Children's Monitor Online
A Public Policy Update from the Child Welfare League of America

   
   
Vol. 23, Issue 35: 12/13/2010   
Headlines

House Passes One-Year Continuing Resolution

TANF Extension Finally Clears Congress

CAPTA Passes the House, Returns to the Senate

New Chairmanships Set for 112th Congress

Key Upcoming Dates for Congress



House Passes One-Year Continuing Resolution

On Wednesday the House passed a continuing resolution (CR) to keep the government funded through the end of fiscal year 2011. The CR provides flat funding levels for most discretionary government programs and services and cuts nearly $46 billion from President Barack Obama's proposed budget. Some important programs did receive funding increases to meet the growing needs of the populations that they serve, including Head Start, the Child Care and Development Block Grant (CCDBG), food stamps, and the Women, Infants, and Children (WIC) program. In addition, the CR included a $5 million increase for adoption incentive payments to States.
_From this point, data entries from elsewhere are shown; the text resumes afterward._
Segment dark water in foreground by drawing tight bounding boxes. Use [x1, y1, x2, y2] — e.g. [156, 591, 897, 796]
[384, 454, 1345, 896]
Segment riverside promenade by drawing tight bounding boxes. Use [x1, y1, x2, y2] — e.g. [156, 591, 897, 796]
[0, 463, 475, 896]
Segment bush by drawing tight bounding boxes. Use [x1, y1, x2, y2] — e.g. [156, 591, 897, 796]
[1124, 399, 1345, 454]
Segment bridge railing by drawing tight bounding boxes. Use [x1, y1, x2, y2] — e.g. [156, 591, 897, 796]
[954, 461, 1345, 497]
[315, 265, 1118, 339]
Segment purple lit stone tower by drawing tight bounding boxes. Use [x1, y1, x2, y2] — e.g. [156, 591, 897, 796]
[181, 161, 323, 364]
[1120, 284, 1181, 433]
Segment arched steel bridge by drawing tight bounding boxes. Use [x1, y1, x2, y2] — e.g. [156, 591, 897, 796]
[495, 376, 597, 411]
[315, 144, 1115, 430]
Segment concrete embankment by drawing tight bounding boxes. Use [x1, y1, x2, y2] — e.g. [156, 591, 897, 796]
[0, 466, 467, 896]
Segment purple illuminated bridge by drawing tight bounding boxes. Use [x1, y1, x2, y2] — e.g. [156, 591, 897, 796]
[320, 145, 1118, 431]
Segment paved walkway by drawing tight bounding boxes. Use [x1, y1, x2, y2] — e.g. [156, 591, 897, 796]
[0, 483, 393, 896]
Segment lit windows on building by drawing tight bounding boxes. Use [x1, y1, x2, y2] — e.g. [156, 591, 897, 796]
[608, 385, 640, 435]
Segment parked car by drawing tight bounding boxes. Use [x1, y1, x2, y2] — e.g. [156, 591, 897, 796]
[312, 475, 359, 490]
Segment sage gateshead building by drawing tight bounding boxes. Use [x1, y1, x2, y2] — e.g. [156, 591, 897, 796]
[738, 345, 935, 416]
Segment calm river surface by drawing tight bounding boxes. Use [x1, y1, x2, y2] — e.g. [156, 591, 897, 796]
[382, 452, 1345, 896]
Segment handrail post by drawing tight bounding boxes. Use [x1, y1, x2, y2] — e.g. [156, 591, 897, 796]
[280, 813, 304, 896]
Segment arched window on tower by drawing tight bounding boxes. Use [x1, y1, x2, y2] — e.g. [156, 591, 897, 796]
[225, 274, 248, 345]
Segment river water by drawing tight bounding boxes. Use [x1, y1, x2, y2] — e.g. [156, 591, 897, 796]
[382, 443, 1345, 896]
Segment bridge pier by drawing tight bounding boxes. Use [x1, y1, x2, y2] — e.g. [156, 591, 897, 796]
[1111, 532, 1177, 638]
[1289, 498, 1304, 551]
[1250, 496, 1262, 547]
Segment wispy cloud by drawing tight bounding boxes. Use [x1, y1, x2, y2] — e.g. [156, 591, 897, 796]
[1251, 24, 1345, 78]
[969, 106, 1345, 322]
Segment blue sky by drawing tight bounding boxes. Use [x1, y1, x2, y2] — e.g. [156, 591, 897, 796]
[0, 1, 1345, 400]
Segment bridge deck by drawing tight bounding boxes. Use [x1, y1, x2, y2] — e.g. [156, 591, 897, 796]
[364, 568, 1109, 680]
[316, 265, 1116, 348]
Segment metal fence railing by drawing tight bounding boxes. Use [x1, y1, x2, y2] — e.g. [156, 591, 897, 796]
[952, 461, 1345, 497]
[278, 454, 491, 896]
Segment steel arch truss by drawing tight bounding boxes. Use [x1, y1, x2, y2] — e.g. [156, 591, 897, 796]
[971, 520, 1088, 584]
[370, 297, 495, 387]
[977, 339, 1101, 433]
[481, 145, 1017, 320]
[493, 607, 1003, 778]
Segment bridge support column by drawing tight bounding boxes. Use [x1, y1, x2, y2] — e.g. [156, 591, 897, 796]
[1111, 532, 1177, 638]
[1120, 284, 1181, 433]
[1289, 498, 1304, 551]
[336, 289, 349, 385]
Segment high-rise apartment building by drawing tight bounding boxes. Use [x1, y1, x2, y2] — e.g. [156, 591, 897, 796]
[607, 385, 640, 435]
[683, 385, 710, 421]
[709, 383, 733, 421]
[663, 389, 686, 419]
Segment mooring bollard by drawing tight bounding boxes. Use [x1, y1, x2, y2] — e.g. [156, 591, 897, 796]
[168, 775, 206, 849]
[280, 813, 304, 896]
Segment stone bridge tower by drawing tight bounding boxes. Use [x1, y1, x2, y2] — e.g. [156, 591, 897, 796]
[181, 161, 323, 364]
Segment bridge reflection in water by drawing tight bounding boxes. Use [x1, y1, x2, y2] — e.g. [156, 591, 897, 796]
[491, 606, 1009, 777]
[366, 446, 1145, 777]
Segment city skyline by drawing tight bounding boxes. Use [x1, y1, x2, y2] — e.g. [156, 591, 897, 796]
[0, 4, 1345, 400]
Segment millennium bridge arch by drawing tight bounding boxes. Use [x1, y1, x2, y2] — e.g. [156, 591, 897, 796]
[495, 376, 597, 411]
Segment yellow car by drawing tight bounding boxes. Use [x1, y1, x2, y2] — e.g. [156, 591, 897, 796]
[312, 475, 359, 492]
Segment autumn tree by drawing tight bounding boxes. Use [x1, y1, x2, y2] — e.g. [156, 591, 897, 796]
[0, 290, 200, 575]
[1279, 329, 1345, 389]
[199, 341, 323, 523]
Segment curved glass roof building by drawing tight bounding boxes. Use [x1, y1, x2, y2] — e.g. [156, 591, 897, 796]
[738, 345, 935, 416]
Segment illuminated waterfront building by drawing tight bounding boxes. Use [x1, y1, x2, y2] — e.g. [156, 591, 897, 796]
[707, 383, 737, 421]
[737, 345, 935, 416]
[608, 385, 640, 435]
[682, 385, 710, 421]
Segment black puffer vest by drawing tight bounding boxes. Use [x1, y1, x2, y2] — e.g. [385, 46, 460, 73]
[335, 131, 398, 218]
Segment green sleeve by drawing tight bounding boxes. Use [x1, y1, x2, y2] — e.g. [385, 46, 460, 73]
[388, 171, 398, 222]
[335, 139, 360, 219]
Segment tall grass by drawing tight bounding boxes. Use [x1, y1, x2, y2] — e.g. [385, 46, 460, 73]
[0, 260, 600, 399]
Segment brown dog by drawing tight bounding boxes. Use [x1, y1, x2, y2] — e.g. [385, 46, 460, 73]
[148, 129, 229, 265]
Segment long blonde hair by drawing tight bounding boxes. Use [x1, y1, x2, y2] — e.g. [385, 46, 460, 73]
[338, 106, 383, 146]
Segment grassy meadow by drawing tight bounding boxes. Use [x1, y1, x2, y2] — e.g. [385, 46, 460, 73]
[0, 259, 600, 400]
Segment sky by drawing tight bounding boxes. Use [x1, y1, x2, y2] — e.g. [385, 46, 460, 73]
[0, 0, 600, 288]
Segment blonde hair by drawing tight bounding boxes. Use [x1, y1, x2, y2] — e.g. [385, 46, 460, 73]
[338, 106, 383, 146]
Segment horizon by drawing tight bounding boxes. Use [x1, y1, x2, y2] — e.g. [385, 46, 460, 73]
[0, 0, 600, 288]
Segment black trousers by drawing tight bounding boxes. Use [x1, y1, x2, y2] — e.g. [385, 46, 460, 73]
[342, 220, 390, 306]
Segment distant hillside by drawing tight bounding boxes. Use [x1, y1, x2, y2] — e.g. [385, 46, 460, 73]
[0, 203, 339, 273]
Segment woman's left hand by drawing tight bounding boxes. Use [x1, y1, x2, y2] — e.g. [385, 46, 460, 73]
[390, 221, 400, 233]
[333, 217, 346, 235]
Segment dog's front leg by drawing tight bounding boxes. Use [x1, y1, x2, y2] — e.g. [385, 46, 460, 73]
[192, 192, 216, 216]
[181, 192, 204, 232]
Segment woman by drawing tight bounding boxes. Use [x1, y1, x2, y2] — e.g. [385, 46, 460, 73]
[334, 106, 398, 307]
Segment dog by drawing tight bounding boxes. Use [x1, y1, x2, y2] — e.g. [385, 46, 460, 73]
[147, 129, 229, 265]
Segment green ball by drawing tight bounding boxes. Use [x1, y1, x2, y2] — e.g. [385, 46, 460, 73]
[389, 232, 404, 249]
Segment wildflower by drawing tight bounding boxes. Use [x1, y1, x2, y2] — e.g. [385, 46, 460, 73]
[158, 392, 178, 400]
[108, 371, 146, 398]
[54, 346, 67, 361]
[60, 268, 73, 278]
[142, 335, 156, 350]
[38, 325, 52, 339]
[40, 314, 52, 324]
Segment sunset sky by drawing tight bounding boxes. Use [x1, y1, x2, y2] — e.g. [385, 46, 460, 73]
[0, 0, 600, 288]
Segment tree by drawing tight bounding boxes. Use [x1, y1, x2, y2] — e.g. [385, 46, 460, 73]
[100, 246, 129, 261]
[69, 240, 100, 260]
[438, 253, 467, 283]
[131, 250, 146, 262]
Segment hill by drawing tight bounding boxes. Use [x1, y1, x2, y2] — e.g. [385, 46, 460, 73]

The measure is currently pending in the Senate, and Senate Appropriations Chairman Daniel Inouye (D-HI) is planning to amend it by adding approximately $18 billion in funding, most of it for security and foreign affairs programs. If Inouye's amendment passes, the bill will be referred back to the House. If the Inouye amendment fails, the Senate will try to send the House-passed version of the CR to President Obama for his signature. The Senate could also try to attach an emerging deal on extending the expiring 2001 and 2003 tax cuts, which once again would mean the package would then go back to the House for consideration. The government is currently operating under the previous continuing resolution which keeps agencies funded through December 18, which gives Congress less than a week to pass a final package.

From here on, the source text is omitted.